Un fumo rossastro sfuggiva dalla ciminiera del vascello da guerra. Si udivano le ruote mordere affrettatamente le acque, i brontolii rauchi delle caldaie, i comandi degli ufficiali, i passi precipitati degli uomini. Tutti si affrettarono a correre ai loro posti di combattimento.
I due fanali furono veduti cambiare posizione. Il vascello correva addosso al piccolo legno corsaro per tagliargli la ritirata.
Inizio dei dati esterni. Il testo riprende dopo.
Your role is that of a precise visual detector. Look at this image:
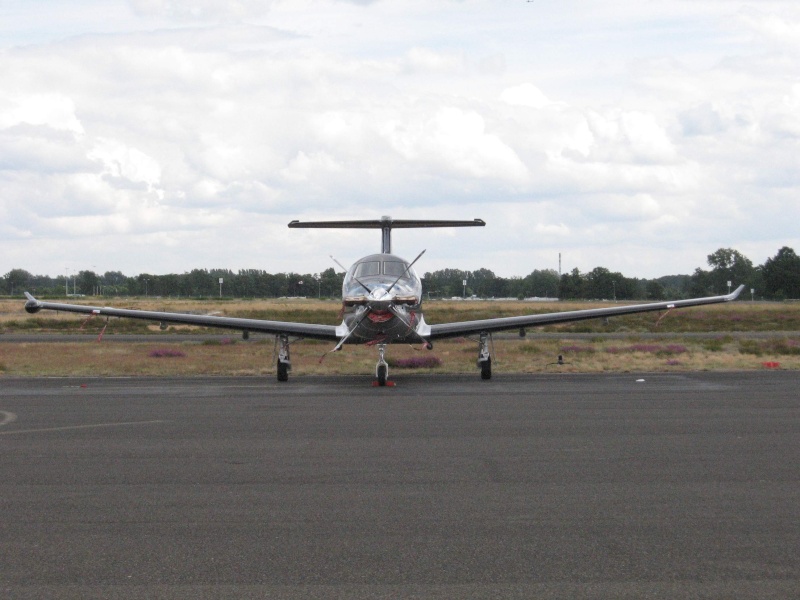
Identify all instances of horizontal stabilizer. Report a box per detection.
[289,217,486,254]
[289,218,486,229]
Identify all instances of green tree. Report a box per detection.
[762,246,800,299]
[558,267,585,300]
[3,269,33,295]
[708,248,757,294]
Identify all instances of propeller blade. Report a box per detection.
[386,250,426,294]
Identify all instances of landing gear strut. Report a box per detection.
[478,333,492,379]
[278,335,292,381]
[375,344,389,387]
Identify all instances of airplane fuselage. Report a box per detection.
[339,253,430,344]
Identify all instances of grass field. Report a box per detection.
[0,299,800,377]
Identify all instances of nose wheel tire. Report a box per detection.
[481,358,492,379]
[278,360,289,381]
[375,365,389,386]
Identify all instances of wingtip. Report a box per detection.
[25,292,42,314]
[725,284,745,301]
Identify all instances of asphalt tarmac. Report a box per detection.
[0,371,800,599]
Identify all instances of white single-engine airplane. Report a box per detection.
[25,217,744,386]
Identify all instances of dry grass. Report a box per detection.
[0,336,800,376]
[0,298,800,376]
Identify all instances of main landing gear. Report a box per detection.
[478,333,492,379]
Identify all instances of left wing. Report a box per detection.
[426,285,744,340]
[25,292,340,341]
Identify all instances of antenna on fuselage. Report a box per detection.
[289,216,486,254]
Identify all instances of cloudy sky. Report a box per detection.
[0,0,800,277]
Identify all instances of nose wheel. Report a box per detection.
[478,333,492,379]
[278,335,292,381]
[375,344,389,387]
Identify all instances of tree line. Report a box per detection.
[0,247,800,300]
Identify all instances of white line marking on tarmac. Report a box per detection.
[0,421,168,435]
[0,410,17,427]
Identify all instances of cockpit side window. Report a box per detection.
[353,260,381,277]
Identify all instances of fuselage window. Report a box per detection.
[354,260,381,277]
[383,260,408,277]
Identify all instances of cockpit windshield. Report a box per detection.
[353,260,381,277]
[342,254,422,297]
[383,260,408,277]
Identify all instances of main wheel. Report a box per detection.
[481,358,492,379]
[278,360,289,381]
[376,365,389,386]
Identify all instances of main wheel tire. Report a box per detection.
[481,358,492,379]
[278,361,289,381]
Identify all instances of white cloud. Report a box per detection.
[0,0,800,276]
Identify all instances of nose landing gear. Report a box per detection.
[375,344,392,387]
[478,333,492,379]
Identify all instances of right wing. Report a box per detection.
[426,285,744,340]
[25,292,341,342]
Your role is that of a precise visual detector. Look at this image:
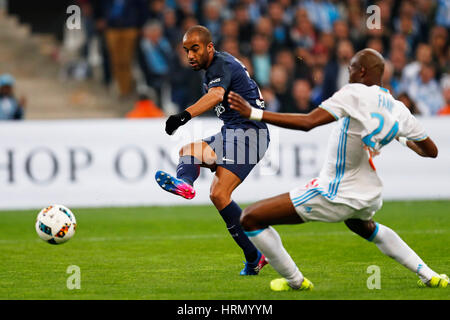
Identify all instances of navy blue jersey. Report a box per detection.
[203,51,267,129]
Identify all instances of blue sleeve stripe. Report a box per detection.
[244,228,267,238]
[319,104,339,120]
[367,222,378,241]
[408,135,428,141]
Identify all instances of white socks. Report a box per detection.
[246,227,303,289]
[246,224,438,289]
[372,223,437,282]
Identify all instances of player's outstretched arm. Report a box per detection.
[228,91,336,131]
[397,137,438,158]
[166,87,225,135]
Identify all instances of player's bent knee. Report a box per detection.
[345,219,376,239]
[240,206,259,231]
[209,189,230,210]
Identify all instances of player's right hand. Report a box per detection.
[228,91,252,118]
[166,110,192,135]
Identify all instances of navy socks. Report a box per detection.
[177,156,200,186]
[219,201,258,262]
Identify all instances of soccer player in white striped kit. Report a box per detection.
[229,49,449,291]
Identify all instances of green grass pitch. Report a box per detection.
[0,201,450,300]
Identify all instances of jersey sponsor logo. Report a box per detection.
[208,78,220,86]
[214,103,225,117]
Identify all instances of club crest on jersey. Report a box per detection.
[214,103,225,117]
[208,78,220,86]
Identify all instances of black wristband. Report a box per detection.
[166,110,192,135]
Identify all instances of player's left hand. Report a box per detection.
[228,91,252,118]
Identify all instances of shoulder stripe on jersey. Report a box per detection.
[328,117,350,199]
[407,135,428,141]
[319,104,339,120]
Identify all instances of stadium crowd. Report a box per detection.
[72,0,450,115]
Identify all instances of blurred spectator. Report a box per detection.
[281,79,316,113]
[397,92,420,115]
[163,8,183,48]
[389,33,411,59]
[261,87,280,112]
[301,0,339,32]
[218,19,239,47]
[219,37,241,60]
[382,60,400,97]
[436,0,450,28]
[234,2,253,55]
[401,43,433,90]
[406,63,444,115]
[295,47,315,79]
[54,0,450,114]
[438,74,450,116]
[275,49,296,83]
[139,20,172,103]
[311,67,324,106]
[98,0,148,96]
[290,8,316,49]
[255,17,273,43]
[242,0,263,23]
[268,1,291,48]
[148,0,166,21]
[333,20,350,41]
[251,34,271,86]
[0,74,26,120]
[175,0,197,22]
[201,0,222,43]
[430,26,450,78]
[388,48,406,96]
[125,94,165,118]
[323,40,354,99]
[270,64,291,110]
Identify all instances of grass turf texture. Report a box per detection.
[0,201,450,300]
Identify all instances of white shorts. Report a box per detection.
[289,180,382,222]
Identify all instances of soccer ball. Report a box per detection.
[36,204,77,244]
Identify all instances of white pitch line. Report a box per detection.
[0,229,450,244]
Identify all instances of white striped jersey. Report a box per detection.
[316,83,427,210]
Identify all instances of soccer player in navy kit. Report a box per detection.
[155,26,270,275]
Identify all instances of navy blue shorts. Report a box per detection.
[203,127,270,181]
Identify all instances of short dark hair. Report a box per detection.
[185,25,212,44]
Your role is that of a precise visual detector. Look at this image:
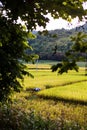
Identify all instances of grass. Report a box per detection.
[39,81,87,104]
[0,61,87,130]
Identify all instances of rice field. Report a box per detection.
[11,61,87,130]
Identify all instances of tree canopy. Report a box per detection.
[0,0,86,101]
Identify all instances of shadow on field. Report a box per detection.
[45,79,87,89]
[39,95,87,106]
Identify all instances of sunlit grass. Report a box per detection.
[39,82,87,103]
[24,64,87,89]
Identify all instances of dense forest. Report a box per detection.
[28,23,87,61]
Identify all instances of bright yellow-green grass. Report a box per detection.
[24,64,87,89]
[13,64,87,130]
[39,82,87,102]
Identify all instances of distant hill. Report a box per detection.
[28,23,87,61]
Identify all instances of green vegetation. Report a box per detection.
[0,62,87,130]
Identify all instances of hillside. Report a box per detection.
[28,24,87,61]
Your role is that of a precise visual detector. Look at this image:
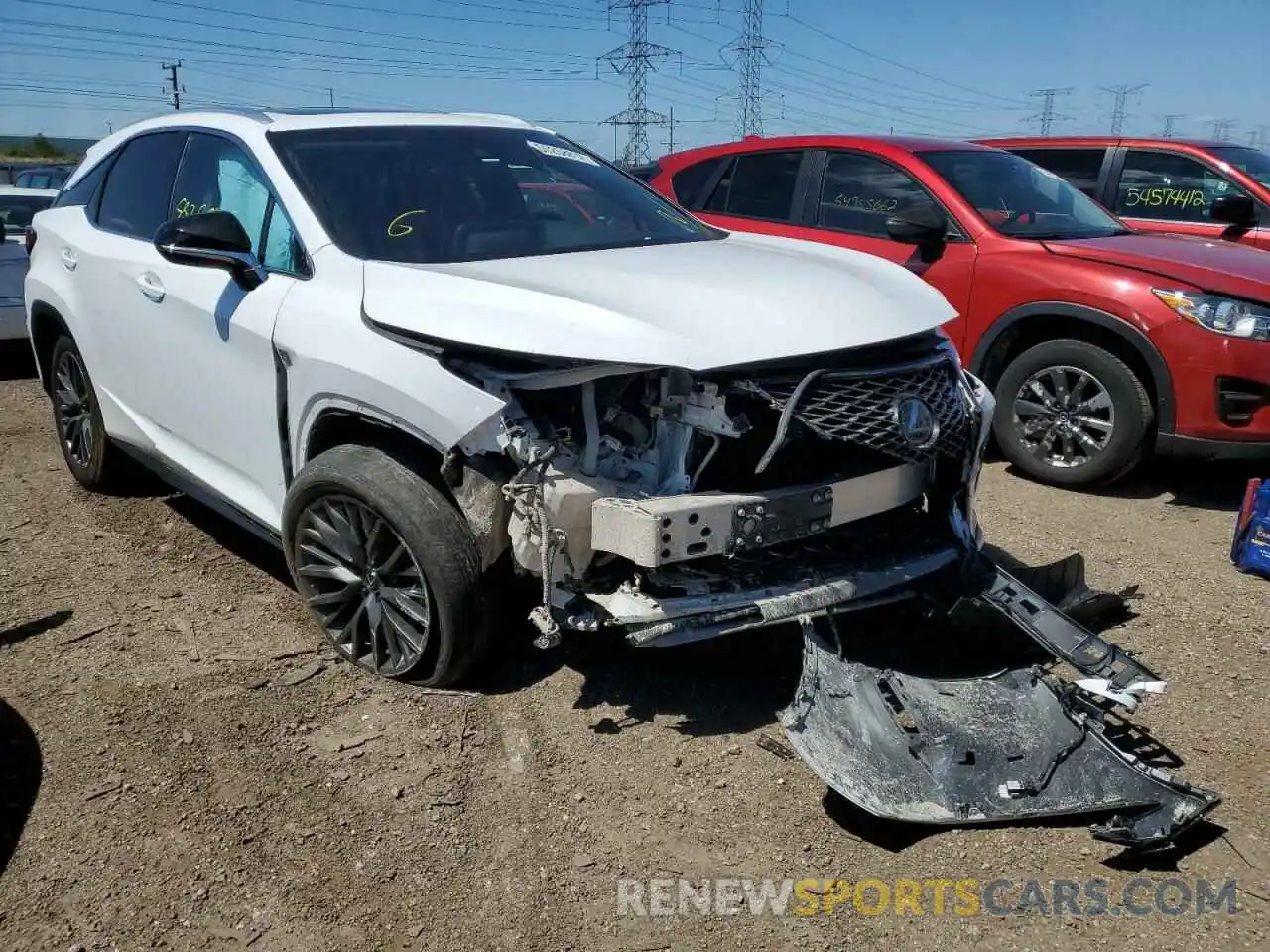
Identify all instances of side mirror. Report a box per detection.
[886,203,949,245]
[1207,195,1257,228]
[154,212,268,291]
— Prepariamoci a morire da prodi! — gridò Sandokan, il quale ormai non s'illudeva sull'esito di quella tremenda pugna.
Un urlo solo vi rispose:
— Viva la Tigre della Malesia!
Sandokan, con un vigoroso colpo di barra, virò di bordo, e mentre i suoi uomini orientavano rapidamente le vele, spinse il legno incontro al vascello per tentare di abbordarlo e scagliare i suoi uomini sul ponte del nemico.
Il cannoneggiamento cominciò ben presto da una parte e dall'altra. Si sparava a palla ed a mitraglia.
— Orsù, tigrotti, all'arrembaggio! — tuonò Sandokan. — La partita non è eguale, ma noi siamo le tigri di Mompracem!
L'incrociatore si avanzava rapidamente, mostrando il suo acuto sperone e rompendo le tenebre ed il silenzio con un furioso cannoneggiamento. Il praho, vero giuocattolo di fronte a quel gigante, a cui bastava un solo urto per mandarlo a picco spaccato in due, con un'audacia incredibile assaliva pure, cannoneggiando meglio che poteva.
La partita però, come aveva detto Sandokan, non era eguale, anzi era troppo disuguale. Nulla poteva tentare quel piccolo legno contro quella poderosa nave costruita in ferro, e armata potentemente.